Quelle: Heidrun Voigt

Motzen. Der Mammutzahn wurde 1937 im Motzener See gefunden. Die alte Kladde enthält eine Schülerliste, die von 1903 bis 1936 reicht. Der alte Taktstock und das Metronom stammen vom Männergesangsverein. Das Heimatmuseum im Haus des Gastes in Motzen hat einiges zu bieten – und das nicht nur für die Augen. Jürgen Bonnes dreht die Kurbel an einer Musiktruhe von 1920, dann setzt er vorsichtig die Stahlnadel auf die Schellackplatte. Und ganz ohne Strom erklingt Hans Albers schnoddrig-charmante Stimme: La Paloma. Ein kleines Wunder. Bonnes Augen leuchten.

„An der Museumsarbeit hängt mein Herzblut“, sagt der engagierte Mann, der viele Jahre den Motzener Heimatverein geleitet hat. Zusammen mit Gabriele Beulich und Heinz Flieger kümmert er sich um heimatgeschichtliche Belange sowie die Archivierung und Weiterentwicklung der Sammlung. „Wir haben viele Schätze, die noch gesichtet werden müssen, besonders die alten Unterlagen in Papierform“, sagt Jürgen Bonnes und weist auf die vielen Stapel. Die Heimatfreunde haben sich das Ziel gesetzt, Ende des Jahres Fotomaterial vorzustellen und mit den Leuten ins Gespräch zu kommen, wer alles auf den Bildern zu sehen ist.

Rundweg mit Tafeln zur Ziegeleigeschichte ist entstanden

Bonnes, der in Motzen geboren wurde und in Berlin aufwuchs, kam mit seinen Eltern regelmäßig auf’s Wochenendgrundstück raus. Seit 17 Jahren lebt er ausschließlich in Motzen, ist im Heimatverein aktiv. Er hat momentan rund 130 Mitglieder, darunter die Museumsgruppe.

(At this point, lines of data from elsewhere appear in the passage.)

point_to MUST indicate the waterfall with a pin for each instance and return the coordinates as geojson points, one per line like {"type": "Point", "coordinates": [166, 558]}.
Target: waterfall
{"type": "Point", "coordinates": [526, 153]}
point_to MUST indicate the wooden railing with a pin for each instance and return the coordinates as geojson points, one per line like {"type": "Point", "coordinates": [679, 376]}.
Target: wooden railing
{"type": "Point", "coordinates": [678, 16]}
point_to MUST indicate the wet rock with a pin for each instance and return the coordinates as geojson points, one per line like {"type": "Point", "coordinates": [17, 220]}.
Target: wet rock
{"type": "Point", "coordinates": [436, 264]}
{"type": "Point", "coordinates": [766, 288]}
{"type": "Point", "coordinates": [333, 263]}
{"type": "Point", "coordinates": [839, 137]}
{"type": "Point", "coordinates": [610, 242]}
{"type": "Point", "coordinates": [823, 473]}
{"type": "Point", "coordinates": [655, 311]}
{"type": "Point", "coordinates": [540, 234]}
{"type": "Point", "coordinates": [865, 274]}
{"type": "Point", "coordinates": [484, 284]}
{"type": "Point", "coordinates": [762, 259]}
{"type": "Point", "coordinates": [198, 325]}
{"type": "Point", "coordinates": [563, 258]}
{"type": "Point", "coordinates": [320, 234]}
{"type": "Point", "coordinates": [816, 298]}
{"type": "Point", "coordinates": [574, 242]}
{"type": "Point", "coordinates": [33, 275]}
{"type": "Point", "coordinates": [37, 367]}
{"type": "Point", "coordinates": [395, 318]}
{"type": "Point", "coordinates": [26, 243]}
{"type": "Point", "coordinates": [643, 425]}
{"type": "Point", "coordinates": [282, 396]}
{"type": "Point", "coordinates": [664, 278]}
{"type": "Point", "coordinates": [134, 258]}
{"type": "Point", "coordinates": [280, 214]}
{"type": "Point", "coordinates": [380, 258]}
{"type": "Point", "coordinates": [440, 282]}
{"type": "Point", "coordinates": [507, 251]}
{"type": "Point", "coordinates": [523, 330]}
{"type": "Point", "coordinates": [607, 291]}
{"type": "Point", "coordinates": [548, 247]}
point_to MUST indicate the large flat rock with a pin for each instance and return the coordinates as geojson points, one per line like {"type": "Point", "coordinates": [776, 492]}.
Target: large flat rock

Vor zwei Jahren wurde das Heimatmuseum renoviert und ein neues Konzept dafür erarbeitet. Im Ort wurde ein drei Kilometer langer Rundweg mit Tafeln zur Ziegeleigeschichte geschaffen und eine Broschüre zu geschichtsbetonten Wanderungen durch und um Motzen herausgegeben. „Unsere nächste Aufgabe ist, eine Chronologie für die Ziegeleien von Töpchin zu erstellen“, so Bonnes. Er erzählt, dass der Heimatverein Kallinchen den bestehenden Ziegeleiwanderweg in Teltow-Fläming fortführen möchte und es dazu im Juni einen Termin gibt. Die Motzener Chronik soll aktualisiert, die Geschichte der Seebadsiedlung niedergeschrieben werden. „Unsere Ressourcen sind begrenzt, deshalb freuen wir uns über jeden, der bei uns mitarbeiten möchte“, wirbt Jürgen Bonnes. Interessierte können sich bei ihm unter Tel. 03 37 69/2 09 00 melden.

Museum und Touristik sollen zusammengeführt werden

Das Haus des Gastes wurde 2000 eröffnet. Vorher gab es im Gemeindehaus, das an der Stelle stand, eine Heimatstube. Mitglieder des Heimatvereins bauten unter Federführung von Edgar Günther-Schellheimer und Manfred Schwarzkopf das Heimatmuseum auf. Jürgen Bonnes verweist darauf, dass 2015 die Zweckbindung für das Haus wegen der Finanzierung mit EU-Fördermitteln weggefallen sei. „Wir sind jetzt mit der Stadtverwaltung in der Diskussion, wie Museum und Touristik, die bisher getrennt sind, gemeinsam agieren können“, sagt Jürgen Bonnes.

Die nächste Veranstaltung im Haus des Gastes findet zum Museumstag am 21. Mai statt. Dann wird eine Ausstellung mit Bildern zu Motzen und Umgebung eröffnet.